January 2022

’24-karat breakthrough’

I love the Popular Science print archive on Google Books. Exceptional writing about complex and exciting technologies; a magazine that rarely missed a pivotal moment.

Here’s an article from July 1970 heralding the first ever watch made without moving parts*. Its writer, Arthur Fisher, doesn’t fall short in telling readers the significance of what they’re about to read:

“Breakthrough. It’s a much-abused word–a pity at a time like this. Because here is a genuine, 24-karat breakthrough in timekeeping.”

The article then becomes a detailed explanation of precisely how the technology works, complete with a diagram of the circuitry. Fisher wraps it up in about 250 words, ending with the price: $1,500 — an eye-watering $10,000 in today’s money.

It’s fun to draw a line from this technology to something like the Apple Watch. Like Apple, the makers of the “Pulsar” decided it needed to conserve battery power by having it “light up only on demand”.

(* “unless you count the oscillations of its quartz crystal”, that is. Pop Sci’s attention to detail was always second-to-none.)

On influencer-journalists

If all or most journalists were columnists in the influencer-journalist vein, we would not get stories like The Wall Street Journal’s Facebook Files or The Information’s investigation into Apple’s secret deals with the Chinese government. Elizabeth Holmes wouldn’t be a convicted felon. We’d have remained in the dark about Donald Trump’s taxes—not to mention those of the hundreds of billionaires ProPublica exposed last year.
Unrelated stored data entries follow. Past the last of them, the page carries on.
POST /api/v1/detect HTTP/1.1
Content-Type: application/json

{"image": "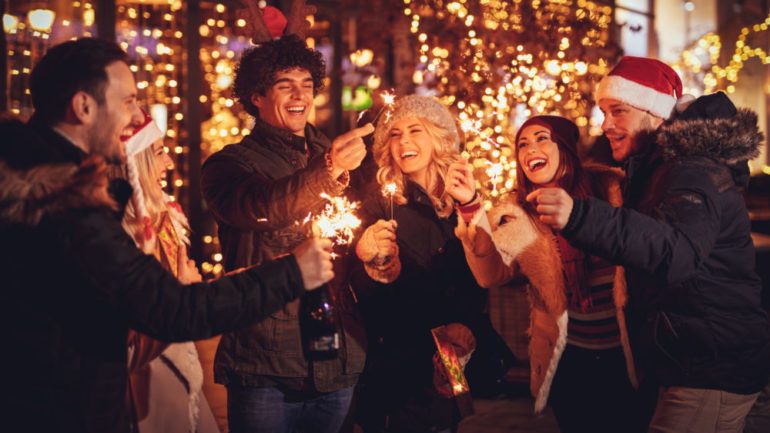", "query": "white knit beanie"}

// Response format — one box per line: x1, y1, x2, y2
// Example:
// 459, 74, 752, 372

373, 95, 460, 150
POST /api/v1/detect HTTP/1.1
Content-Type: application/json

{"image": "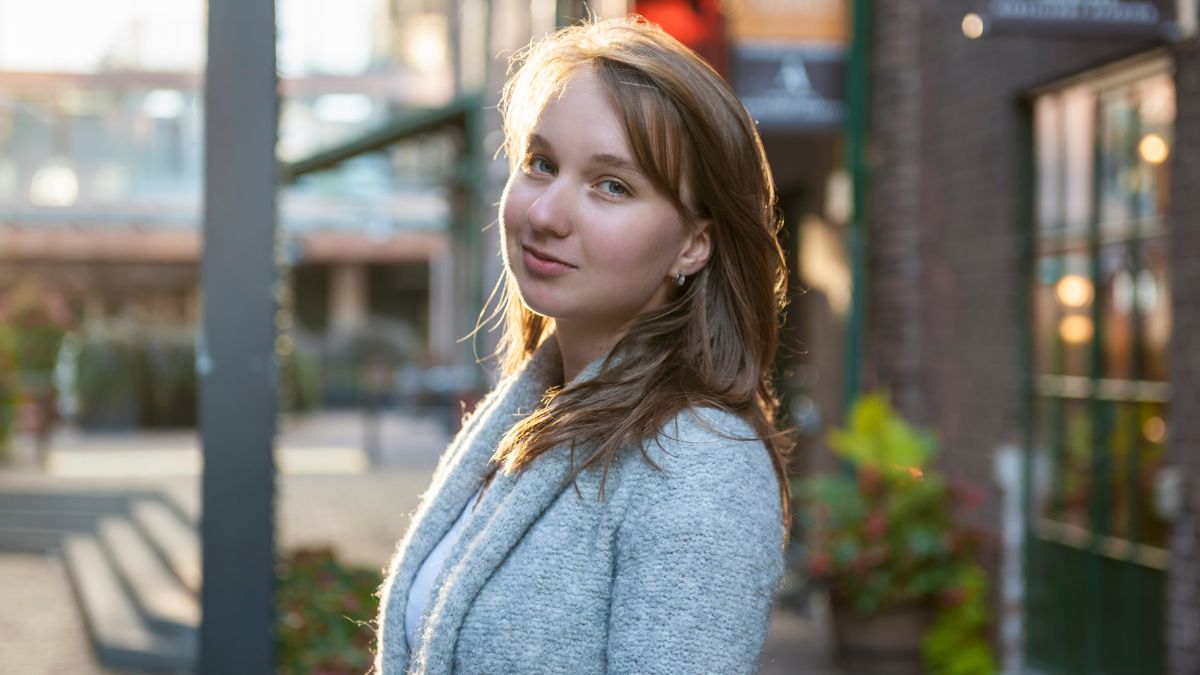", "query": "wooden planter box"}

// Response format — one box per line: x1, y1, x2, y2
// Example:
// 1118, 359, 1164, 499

831, 599, 934, 675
Jessica Lessin, writing in The Information, touching on an important point regarding the inherent weaknesses of influencer (or newsletter) journalism. As she notes, the model is enticing for all involved, readers included, but it can’t replace investigative work done by a large editorial body (and its expensive lawyers).

I’d also argue that the role of traditional broadcast media is underappreciated too. It may feel like a straightforward occurrence every time there is a speech/rally/whatever on television, but getting material out there requires nothing short of an army: the camera operator, the sat truck operator, the technicians, the producers, the reporters, the travel planners, the diary planners, the archivists and so on.

They’re all part of one big expensive puzzle that means you can, with one Google search, find footage of exactly what was said at any given event. In other words — we’re all in this together.